Crime Organizado no Rio: Tráfico e Milícias Dominam Comércio Essencial

Tráfico e milícias no Rio de Janeiro expandem controle para produtos essenciais, como alimentos e materiais de construção, gerando prejuízo de R$ 21,4 bilhões anuais e sufocando a economia formal.

Crime Organizado no Rio: Tráfico e Milícias Dominam Comércio Essencial

Grupos criminosos, incluindo o tráfico e milícias no Rio de Janeiro, expandiram seu domínio para o controle da distribuição de produtos essenciais, como alimentos, itens de limpeza e materiais de construção. Essa nova frente de atuação força comerciantes a adquirir mercadorias de fornecedores indicados pelas facções, gerando uma fonte adicional de financiamento para o crime organizado.

## Impacto Econômico e Consequências

Especialistas alertam que essa prática distorce o mercado, afasta empresas formais e sufoca a concorrência. A longo prazo, o avanço do crime organizado sobre a economia pode comprometer o desenvolvimento do estado. Um estudo da Federação das Indústrias do Estado do Rio de Janeiro (Firjan) estima que esse domínio ilegal custa cerca de R$ 21,4 bilhões por ano à economia formal fluminense. Esse prejuízo engloba o impacto da produção, circulação e comercialização de bens sob controle ilícito.
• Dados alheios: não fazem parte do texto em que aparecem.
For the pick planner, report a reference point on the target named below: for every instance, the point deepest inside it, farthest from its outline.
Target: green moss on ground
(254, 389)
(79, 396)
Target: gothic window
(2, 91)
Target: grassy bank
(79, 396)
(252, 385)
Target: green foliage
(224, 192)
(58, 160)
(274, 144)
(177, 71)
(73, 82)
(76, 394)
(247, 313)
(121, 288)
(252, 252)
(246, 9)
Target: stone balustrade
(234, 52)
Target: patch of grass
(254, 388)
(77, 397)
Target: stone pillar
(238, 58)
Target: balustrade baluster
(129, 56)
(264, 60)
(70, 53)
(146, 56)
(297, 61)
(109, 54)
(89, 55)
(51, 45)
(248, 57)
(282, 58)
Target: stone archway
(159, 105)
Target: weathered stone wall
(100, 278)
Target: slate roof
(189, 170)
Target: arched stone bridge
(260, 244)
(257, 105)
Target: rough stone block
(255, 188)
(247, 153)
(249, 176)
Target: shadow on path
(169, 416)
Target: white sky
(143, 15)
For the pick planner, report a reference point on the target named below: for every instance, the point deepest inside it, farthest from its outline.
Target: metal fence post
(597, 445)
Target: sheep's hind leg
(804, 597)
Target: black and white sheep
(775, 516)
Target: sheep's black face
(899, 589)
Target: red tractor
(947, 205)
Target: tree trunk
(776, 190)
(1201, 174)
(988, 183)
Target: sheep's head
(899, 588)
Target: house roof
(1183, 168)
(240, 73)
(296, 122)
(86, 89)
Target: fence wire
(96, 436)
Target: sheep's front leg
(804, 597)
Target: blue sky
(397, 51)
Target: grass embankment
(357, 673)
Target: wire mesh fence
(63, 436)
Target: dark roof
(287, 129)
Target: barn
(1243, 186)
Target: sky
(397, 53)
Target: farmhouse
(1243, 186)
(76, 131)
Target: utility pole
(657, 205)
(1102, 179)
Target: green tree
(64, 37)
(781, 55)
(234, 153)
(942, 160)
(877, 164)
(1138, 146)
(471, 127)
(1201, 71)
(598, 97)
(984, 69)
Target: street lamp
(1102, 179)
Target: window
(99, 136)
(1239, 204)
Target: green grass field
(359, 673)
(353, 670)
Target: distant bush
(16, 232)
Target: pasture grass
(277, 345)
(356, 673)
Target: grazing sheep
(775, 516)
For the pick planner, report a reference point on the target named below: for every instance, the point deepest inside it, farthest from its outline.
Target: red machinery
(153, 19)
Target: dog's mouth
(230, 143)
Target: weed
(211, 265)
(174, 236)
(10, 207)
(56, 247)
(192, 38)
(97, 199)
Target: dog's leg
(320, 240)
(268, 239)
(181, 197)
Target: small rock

Samuel Rivero, especialista em Segurança Pública da Firjan, destaca que a ilegalidade impõe um custo relevante ao ambiente de negócios, aumentando a concorrência desleal, elevando riscos operacionais e pressionando gastos com logística e segurança. Daniel Cerqueira, economista do Ipea, complementa que, quando o crime se apropria da distribuição e controle de empresas, estas deixam de operar pela lógica de mercado focada em eficiência e competitividade. Em vez disso, passam a operar "puxando a produtividade da economia para baixo", o que, no longo prazo, reduz a capacidade de crescimento sustentável do estado.

## A 'Terceira Onda' do Crime Organizado

O promotor de Justiça Fábio Corrêa, do Ministério Público do Rio, classifica a expansão desse monopólio como a "terceira onda" de atuação do crime organizado. As ondas anteriores envolveram o comércio varejista de drogas e a exploração de serviços como TV clandestina e transporte alternativo. Agora, os grupos criminosos migram para setores da economia formal, controlando o fornecimento de matérias-primas e produtos essenciais. Eles podem impor fornecedores e preços, ou até mesmo criar e administrar suas próprias empresas, muitas vezes sem a necessidade de "laranjas".
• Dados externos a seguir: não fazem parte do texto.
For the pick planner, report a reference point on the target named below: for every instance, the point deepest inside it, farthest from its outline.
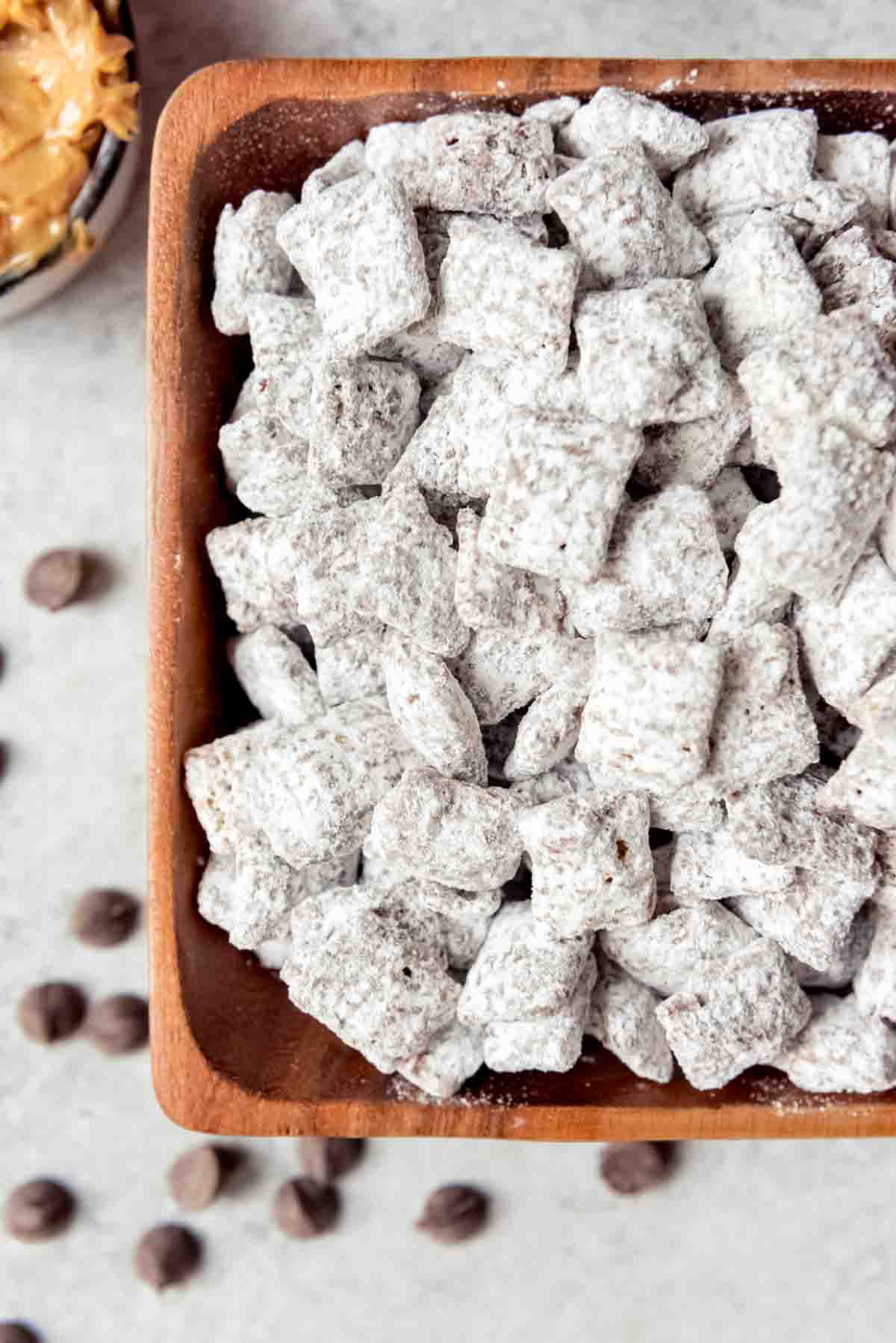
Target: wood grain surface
(230, 1053)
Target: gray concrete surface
(750, 1244)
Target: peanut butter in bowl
(63, 82)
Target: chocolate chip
(195, 1179)
(104, 917)
(38, 1210)
(327, 1159)
(13, 1331)
(167, 1255)
(635, 1167)
(54, 578)
(52, 1011)
(763, 483)
(305, 1208)
(119, 1023)
(454, 1213)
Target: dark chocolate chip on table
(38, 1210)
(119, 1023)
(54, 579)
(635, 1167)
(52, 1011)
(196, 1178)
(13, 1331)
(104, 917)
(327, 1159)
(454, 1213)
(167, 1255)
(304, 1208)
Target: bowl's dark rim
(105, 166)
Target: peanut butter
(62, 82)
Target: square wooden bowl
(230, 1053)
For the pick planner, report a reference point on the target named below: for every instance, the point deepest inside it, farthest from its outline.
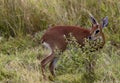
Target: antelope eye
(97, 31)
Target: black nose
(89, 37)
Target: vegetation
(22, 23)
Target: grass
(22, 23)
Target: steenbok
(55, 37)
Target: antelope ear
(93, 20)
(105, 22)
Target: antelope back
(54, 36)
(96, 30)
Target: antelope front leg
(52, 66)
(44, 62)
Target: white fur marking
(48, 46)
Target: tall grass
(20, 56)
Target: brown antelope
(54, 37)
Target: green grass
(23, 22)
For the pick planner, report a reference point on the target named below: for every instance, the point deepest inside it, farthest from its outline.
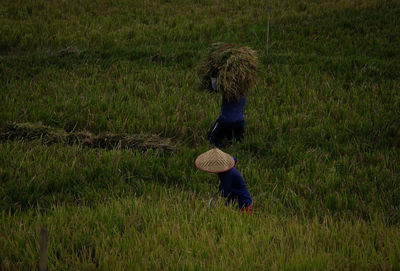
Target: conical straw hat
(214, 161)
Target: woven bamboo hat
(214, 161)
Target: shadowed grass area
(321, 153)
(145, 233)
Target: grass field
(321, 154)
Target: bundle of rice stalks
(234, 67)
(49, 135)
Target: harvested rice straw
(234, 67)
(49, 135)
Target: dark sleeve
(225, 186)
## Exemplos Práticos no Dia a Dia

Um exemplo citado é o de um supermercado em Duque de Caxias, na Baixada Fluminense, que deixou de vender ovos após ser pressionado a comprar o produto de fornecedores ligados ao tráfico. A cartela, antes adquirida legalmente por cerca de R$ 10,50, passou a ser oferecida pelos criminosos por R$ 14. A funcionária do estabelecimento relatou que o preço do pão também disparou, subindo cerca de 200% na região, devido à imposição da compra de farinha dos criminosos, o que resultou em queda na qualidade e redução drástica nas vendas. Rumores indicam que o alho pode ser o próximo produto a ser controlado.